It was 11 days after my third birthday when my parents brought my brother home from the hospital. I don’t remember much but I know I wasn’t too fond of him at first. My parents got divorced when he was two and I was five. I assumed the role as more protective big sister immediately. Whether we knew it or not, we navigated the newness of our lives together. We fought often; to many, we probably didn’t look like we cared about each other at all. Yet, I knew early on my job was to protect him, despite him being bigger than me for the last 15 years. I can mess with my brother, but no one else can.
Fast forward a decade plus, our babies showed up to change our worlds forever. D.J. assumed the role as big brother naturally and I felt the pang of my protective nerve growing tenfold. They’re spoiled and they know it. There’s nothing in the world I wouldn’t do for all three of them. Have I crossed a line? Probably! Do I care? A little and now that everyone’s older, I’m able to communicate that to them. They get it, they’re grateful and truth is, we all protect each other.
As you can see, I am fiercely protective of the people I care for. It started with D.J., heightened with Samantha and Antonio and now as a manager, it’s exploded a little.

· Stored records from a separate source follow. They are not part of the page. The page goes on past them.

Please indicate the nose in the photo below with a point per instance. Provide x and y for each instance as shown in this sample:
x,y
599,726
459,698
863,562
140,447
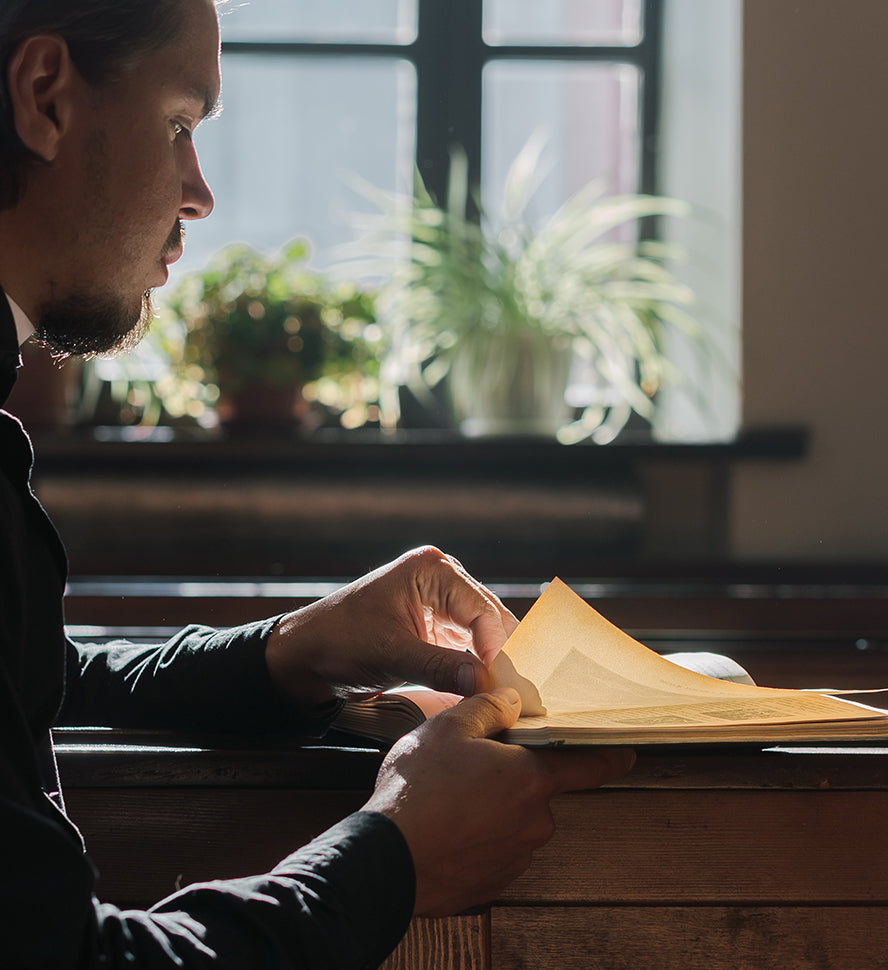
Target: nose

I see part of my role as manager to protect my team from unnecessary stress, to filter only relevant information to them and to play defense for them. I invade personal space sometimes to make sure everyone’s taking care of themselves. I wear this protective nerve of mine like a cape, proudly on display. If you come within a mile of me, you know this is how I roll.
Time and time again though, it’s become a challenge to manage because…
- I get so obsessed with protecting someone from themselves that I essentially forget to take care of myself in the process. While I’ve made great progress here, there are still times that I end up so emotionally depleted that I can’t help anyone.
- At work, I dodge bullets for my team. Sometimes that’s necessary. Other times it prevents team members from stepping up and experiencing a challenge themselves. Also, I’m not an actual superhero, no one gets through it alone. I’m learning when and what to delegate to others.
I’ve noticed this protective nerve more and more lately. Maybe it’s because I’m managing more people or maybe I’m just more conscious of it. Either way, it’s good awareness to have. When something hits my protective nerve, I’ve started to:
- Hit the pause button and think about why I’m reacting this way. Why did this specific situation hit the protective nerve? What about this is the same or different from other situations I’ve worked through in the past? Pausing before reacting is usually the smartest move for me AND I’ve learned that I need to communicate this pause to everyone involved so they know what’s going on.
- Then, I articulate why I reacted a certain way. Depending on the situation, I call it out immediately, almost like “Tag, you’re it!” In other instances, I’ll wait until the situation is defused to explain. Regardless of if it happens in a personal or professional context, I always ask myself and others, how could I have handled the situation differently and/or more effectively.
Being protective comes natural to me. Often, it proves to be helpful and people respect me for it. As with anything else, awareness is key. When in doubt, I blame my parents for making me the oldest 😉 I’m kidding! I’m exactly who I need to be.